Steven K. Berry -- a longtime Republican operative in the House, Senate and State Department who had a brush with political scandal a decade ago -- was named senior vice president of government relations for the National Cable & Telecommunications Association Monday.
Berry -- a 51-year-old lawyer and current senior VP of government affairs for the Cellular Telecommunications & Internet Association -- will begin work at the NCTA Jan. 2, reporting directly to president Robert Sachs.
Berry replaces Pamela Turner, who left the trade group last March to become assistant secretary for legislative affairs in the Department of Homeland Security under secretary Tom Ridge.
He could be a key Republican pipeline to Senate Commerce Committee chairman John McCain (R-Ariz.) and other congressional Republicans who have grown increasingly concerned about cable pricing and packaging.
"Steve brings to the NCTA exceptional experience as both a representative of a well-respected trade association and senior staffer in Congress and the executive branch," Sachs said.
"As the telecommunications market grows more competitive and challenging, Steve's talents and knowledge will be vital to our continuing efforts to educate members of Congress and the administration about cable's commitment to quality, service and investment in new technologies," he added.
Berry was a close aide to Sen. Jesse Helms while the North Carolina conservative Republican headed the Senate Committee of Foreign Relations in the mid-1990s. Helms retired from politics in 2002.
According to an NCTA statement, Berry has been chief counsel and director of international operations and European affairs for the Senate Foreign Relations Committee; assistant secretary of state for legislative affairs for the U.S. State Department; Republican chief of staff for the House Foreign Affairs Committee; and Republican counsel for the House Permanent Select Committee on Intelligence.

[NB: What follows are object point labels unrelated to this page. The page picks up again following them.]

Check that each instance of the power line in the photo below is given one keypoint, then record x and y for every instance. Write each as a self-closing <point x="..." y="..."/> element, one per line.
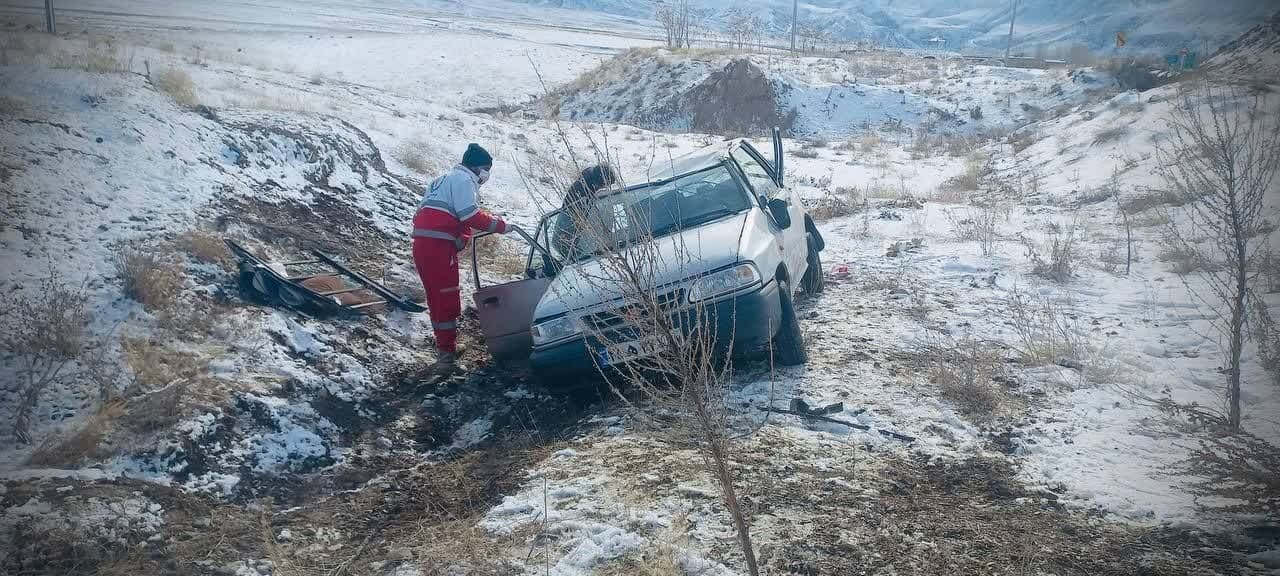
<point x="1009" y="44"/>
<point x="49" y="17"/>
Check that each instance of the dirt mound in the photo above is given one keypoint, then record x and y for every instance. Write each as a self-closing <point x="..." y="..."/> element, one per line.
<point x="736" y="100"/>
<point x="1253" y="56"/>
<point x="657" y="91"/>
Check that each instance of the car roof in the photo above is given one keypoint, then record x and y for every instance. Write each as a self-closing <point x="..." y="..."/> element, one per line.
<point x="694" y="161"/>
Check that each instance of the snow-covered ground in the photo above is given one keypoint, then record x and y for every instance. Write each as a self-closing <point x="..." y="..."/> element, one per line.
<point x="320" y="133"/>
<point x="835" y="97"/>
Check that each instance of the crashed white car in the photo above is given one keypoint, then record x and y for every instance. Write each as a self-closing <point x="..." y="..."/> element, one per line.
<point x="740" y="245"/>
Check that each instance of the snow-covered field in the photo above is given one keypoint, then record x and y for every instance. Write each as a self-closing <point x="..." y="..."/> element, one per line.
<point x="314" y="124"/>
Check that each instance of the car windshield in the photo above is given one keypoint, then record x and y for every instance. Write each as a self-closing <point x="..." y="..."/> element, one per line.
<point x="643" y="213"/>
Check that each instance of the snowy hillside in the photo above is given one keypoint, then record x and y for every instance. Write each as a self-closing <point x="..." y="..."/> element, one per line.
<point x="819" y="96"/>
<point x="1016" y="393"/>
<point x="982" y="26"/>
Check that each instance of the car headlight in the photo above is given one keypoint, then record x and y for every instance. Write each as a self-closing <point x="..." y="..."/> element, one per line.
<point x="554" y="329"/>
<point x="723" y="282"/>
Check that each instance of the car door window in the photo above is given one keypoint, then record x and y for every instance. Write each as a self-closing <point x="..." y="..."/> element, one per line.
<point x="757" y="174"/>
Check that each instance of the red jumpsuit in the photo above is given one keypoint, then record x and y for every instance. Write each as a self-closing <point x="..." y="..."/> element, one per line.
<point x="442" y="228"/>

Late in 1992, while working at the State Department, Berry was involved in a scandal that erupted over the search of old passport records the department retained on then-Arkansas Gov. Bill Clinton, the Democratic presidential nominee running against then-President George H.W. Bush.
State Department inspector general Sherman Funk found that Berry and other department officials used their position to find negative information about Clinton, who was coming under political fire on the campaign trail for trips he took as a student to the Soviet Union and the Eastern bloc. The Privacy Act prohibits disclosure of the State Department's passport files. Violations are a misdemeanor.

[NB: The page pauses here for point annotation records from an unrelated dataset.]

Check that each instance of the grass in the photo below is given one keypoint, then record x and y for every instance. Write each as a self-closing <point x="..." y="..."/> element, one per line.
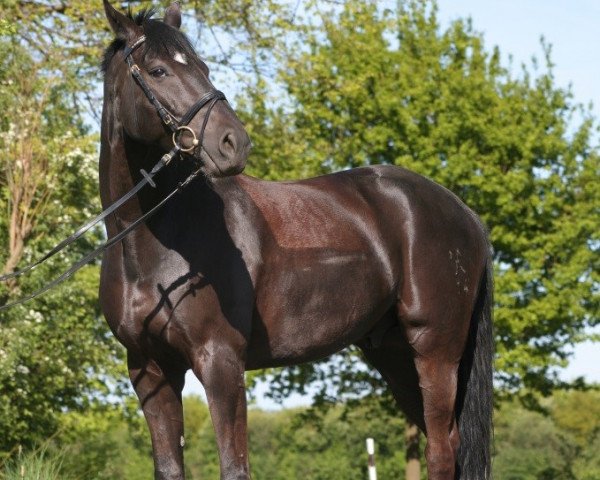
<point x="35" y="465"/>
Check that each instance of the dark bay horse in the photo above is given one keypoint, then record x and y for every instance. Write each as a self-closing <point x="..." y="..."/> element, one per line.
<point x="236" y="273"/>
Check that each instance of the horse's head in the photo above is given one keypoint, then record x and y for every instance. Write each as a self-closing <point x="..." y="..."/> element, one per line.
<point x="178" y="79"/>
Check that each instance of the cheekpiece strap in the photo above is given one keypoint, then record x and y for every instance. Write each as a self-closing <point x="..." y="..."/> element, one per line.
<point x="129" y="50"/>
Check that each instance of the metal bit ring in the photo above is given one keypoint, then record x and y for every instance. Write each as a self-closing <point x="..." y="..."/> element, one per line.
<point x="181" y="147"/>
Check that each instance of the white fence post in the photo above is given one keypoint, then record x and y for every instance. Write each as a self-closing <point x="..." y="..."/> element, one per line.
<point x="371" y="452"/>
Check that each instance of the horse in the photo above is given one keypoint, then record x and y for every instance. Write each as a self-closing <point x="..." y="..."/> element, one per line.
<point x="235" y="273"/>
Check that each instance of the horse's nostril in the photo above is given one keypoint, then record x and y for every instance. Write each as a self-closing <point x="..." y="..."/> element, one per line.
<point x="228" y="146"/>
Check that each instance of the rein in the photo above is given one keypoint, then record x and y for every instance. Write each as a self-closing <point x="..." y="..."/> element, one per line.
<point x="177" y="127"/>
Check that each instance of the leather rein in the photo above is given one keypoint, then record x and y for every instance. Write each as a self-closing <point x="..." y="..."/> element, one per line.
<point x="178" y="128"/>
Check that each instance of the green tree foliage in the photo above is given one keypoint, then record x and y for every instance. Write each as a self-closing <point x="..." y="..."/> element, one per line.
<point x="366" y="86"/>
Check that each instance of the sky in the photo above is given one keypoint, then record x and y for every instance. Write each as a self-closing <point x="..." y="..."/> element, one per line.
<point x="572" y="27"/>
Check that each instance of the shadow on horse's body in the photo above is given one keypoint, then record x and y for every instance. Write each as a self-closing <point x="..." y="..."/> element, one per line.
<point x="236" y="273"/>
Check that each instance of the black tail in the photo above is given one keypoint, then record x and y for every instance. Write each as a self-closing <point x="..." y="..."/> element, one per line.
<point x="475" y="405"/>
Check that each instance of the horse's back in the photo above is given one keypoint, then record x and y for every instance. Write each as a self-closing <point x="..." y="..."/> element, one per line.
<point x="341" y="250"/>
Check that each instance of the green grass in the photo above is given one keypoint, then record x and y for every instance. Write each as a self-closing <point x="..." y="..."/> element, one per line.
<point x="36" y="465"/>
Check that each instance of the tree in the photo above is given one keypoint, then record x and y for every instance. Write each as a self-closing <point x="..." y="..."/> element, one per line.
<point x="55" y="353"/>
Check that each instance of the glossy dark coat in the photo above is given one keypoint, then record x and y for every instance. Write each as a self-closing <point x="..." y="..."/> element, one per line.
<point x="237" y="273"/>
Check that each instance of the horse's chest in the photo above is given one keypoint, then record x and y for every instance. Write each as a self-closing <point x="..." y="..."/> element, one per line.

Funk's conclusions were based in part on notes taken by State Department operators who monitored Berry's calls.
But a judge ruled that the call monitoring was illegal and that independent counsel Joseph E. diGenova could not gain access to the operators' notes, according to the Washington Post. A source Monday disputed the Post's account, saying that diGenova did in fact gain access to the call records.

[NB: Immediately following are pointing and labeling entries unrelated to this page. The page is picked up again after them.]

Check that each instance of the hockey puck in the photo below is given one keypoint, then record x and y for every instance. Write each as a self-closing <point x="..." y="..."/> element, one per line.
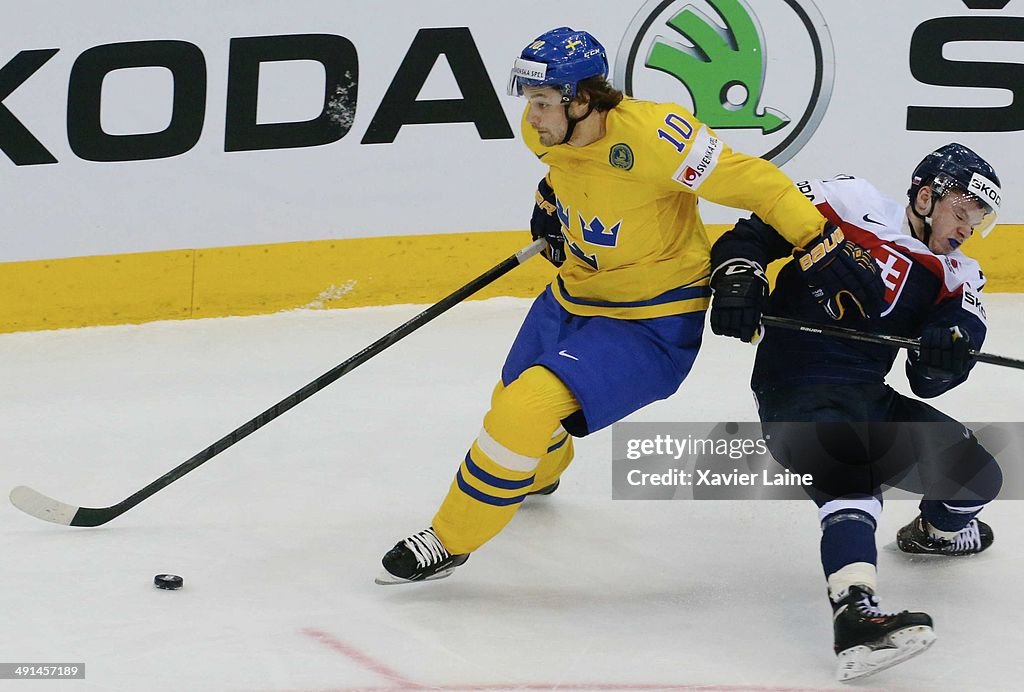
<point x="168" y="581"/>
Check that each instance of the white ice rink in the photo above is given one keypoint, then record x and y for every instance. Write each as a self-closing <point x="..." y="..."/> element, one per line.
<point x="279" y="538"/>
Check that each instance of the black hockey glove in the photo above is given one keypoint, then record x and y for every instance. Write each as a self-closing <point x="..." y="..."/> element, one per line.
<point x="842" y="275"/>
<point x="946" y="349"/>
<point x="739" y="296"/>
<point x="545" y="223"/>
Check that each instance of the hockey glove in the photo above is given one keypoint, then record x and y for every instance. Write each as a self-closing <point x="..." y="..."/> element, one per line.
<point x="842" y="275"/>
<point x="739" y="296"/>
<point x="545" y="223"/>
<point x="946" y="349"/>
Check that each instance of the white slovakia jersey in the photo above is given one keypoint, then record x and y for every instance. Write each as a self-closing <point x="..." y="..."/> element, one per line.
<point x="880" y="225"/>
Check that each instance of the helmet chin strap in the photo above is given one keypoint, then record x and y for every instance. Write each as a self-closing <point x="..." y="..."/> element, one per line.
<point x="926" y="220"/>
<point x="572" y="121"/>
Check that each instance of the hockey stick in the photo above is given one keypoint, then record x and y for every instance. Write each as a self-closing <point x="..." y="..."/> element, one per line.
<point x="44" y="508"/>
<point x="884" y="339"/>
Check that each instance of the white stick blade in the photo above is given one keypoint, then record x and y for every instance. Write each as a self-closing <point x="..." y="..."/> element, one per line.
<point x="41" y="507"/>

diGenova -- who spent a year investigating the matter -- refused to prosecute Berry. The U.S. Court of Appeals for the D.C. Circuit later awarded Berry $216,377 for legal fees. The court concluded that he was entitled to the money because he had been a target of the investigation but had not been charged with a crime. Berry also received a letter of exoneration and an apology from diGenova.
Berry is joining the cable industry as action on Capitol Hill is winding down for the year.
Cable's 2004 agenda is likely to focus on legislative efforts, if any, to require unbundling of cable programming into mini-tiers or a la carte offerings. Lawmakers are also likely to begin exploring possible regulatory burdens on cable companies that provide voice-over-Internet-protocol phone service.